Coping with cancer in post-communist Europe: a systematic literature review

19 October, 2021

A new paper in Health Policy and Planning. Unfortunately the full text is restricted-access. I have invited the authors to join us to discuss how, in particular, the information needs of cancer patients and their families can be better addressed in post-communist European countries. In the meantime, I look forward to any comments that HIFA members may have.

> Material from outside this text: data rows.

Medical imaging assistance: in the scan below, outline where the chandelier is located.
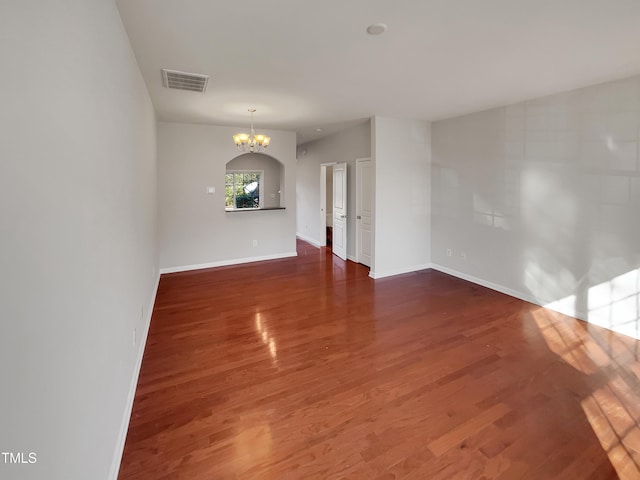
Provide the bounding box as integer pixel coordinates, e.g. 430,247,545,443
233,108,271,153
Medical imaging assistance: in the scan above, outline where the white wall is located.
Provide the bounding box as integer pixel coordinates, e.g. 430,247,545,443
371,117,431,278
0,0,158,480
296,121,371,253
158,122,296,271
432,77,640,338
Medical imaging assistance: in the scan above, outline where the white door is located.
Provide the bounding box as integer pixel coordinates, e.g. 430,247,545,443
332,163,347,260
356,158,373,267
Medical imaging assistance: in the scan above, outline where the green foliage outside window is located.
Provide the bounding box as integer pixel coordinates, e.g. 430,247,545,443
224,172,261,209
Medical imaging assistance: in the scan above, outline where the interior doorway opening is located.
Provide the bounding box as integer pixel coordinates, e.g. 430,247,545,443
320,162,335,250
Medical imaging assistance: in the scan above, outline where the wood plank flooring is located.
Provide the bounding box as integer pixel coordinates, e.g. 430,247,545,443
119,242,640,480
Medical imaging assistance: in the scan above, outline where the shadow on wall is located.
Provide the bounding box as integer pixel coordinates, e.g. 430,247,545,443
433,77,640,339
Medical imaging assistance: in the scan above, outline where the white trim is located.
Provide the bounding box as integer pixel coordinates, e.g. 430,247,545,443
296,233,326,248
356,157,375,268
431,264,551,307
109,274,160,480
160,252,298,273
318,162,336,247
369,263,431,280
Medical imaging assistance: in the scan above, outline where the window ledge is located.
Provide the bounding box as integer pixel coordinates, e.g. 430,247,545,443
225,207,286,213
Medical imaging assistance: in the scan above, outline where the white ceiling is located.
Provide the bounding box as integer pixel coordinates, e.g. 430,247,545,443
117,0,640,143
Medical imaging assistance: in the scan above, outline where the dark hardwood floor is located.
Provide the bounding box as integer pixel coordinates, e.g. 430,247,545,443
119,238,640,480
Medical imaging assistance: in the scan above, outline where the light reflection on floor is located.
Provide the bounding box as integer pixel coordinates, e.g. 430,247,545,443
532,308,640,479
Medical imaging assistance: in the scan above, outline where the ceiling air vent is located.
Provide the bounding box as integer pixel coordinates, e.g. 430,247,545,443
162,68,209,93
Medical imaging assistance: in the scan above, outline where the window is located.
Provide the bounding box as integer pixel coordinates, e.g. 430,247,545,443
224,170,263,210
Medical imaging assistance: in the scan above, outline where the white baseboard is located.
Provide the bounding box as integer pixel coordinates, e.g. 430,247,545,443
296,233,326,248
109,274,160,480
160,252,298,273
369,263,431,280
431,263,545,307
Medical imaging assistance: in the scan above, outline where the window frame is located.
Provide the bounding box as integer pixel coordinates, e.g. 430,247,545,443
224,169,264,212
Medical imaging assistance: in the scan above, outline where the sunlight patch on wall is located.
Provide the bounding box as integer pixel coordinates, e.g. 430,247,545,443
588,269,640,340
473,193,511,230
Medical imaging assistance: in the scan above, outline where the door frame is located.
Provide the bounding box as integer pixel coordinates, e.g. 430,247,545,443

CITATION: Coping with cancer in post-communist Europe: a systematic literature review

Olena Levenets, Tetiana Stepurko, Abel Polese, Milena Pavlova, Wim Groot

Health Policy and Planning,

Published: 01 October 2021


In the post-communist countries, limited access to treatment, lack of financial protection mechanisms, lack of information and low quality of health care frequently imposes an enormous burden on family’s well-being when cancer is diagnosed. While many studies have explored barriers to cancer treatment, little attention is paid to the question how patients and their caregivers cope with cancer. In this paper, we systematically review the evidence on patients’ coping strategies with cancer in post-communist countries. We performed a literature search in PubMed, JSTOR, Web of Science and EBSCO (CINAHL) to identify papers that describe patients’ coping strategies because of organizational and financial barriers to cancer treatment. Papers published between January 1991 and January 2020 were included if they described individual experiences of patients at any stage of cancer treatment. We applied the Preferred Reporting Items for Systematic Literature Review as a guide for our review. In total, 28 publications from post-communist countries were included in this review. They presented evidence on coping strategies and barriers faced by patients when coping with poor access to cancer treatment, lack of finances, lack of information and low quality of health care services. Most sought coping strategies included using personal finances to pay for medical services, medicines and supplies, charitable contributions to the hospital and informal payments; visiting a private medical doctor; using personal connections and looking for additional information. We conclude that coping strategies are similar across post-communist countries and can be seen as an indicator of the shortcomings in cancer treatment. This evidence can be used to study and/or improve access to cancer treatment and improve health care policies. Research on the prevalence and quantification of coping strategies is needed to provide evidence-informed policies for countries that face gaps in cancer treatment.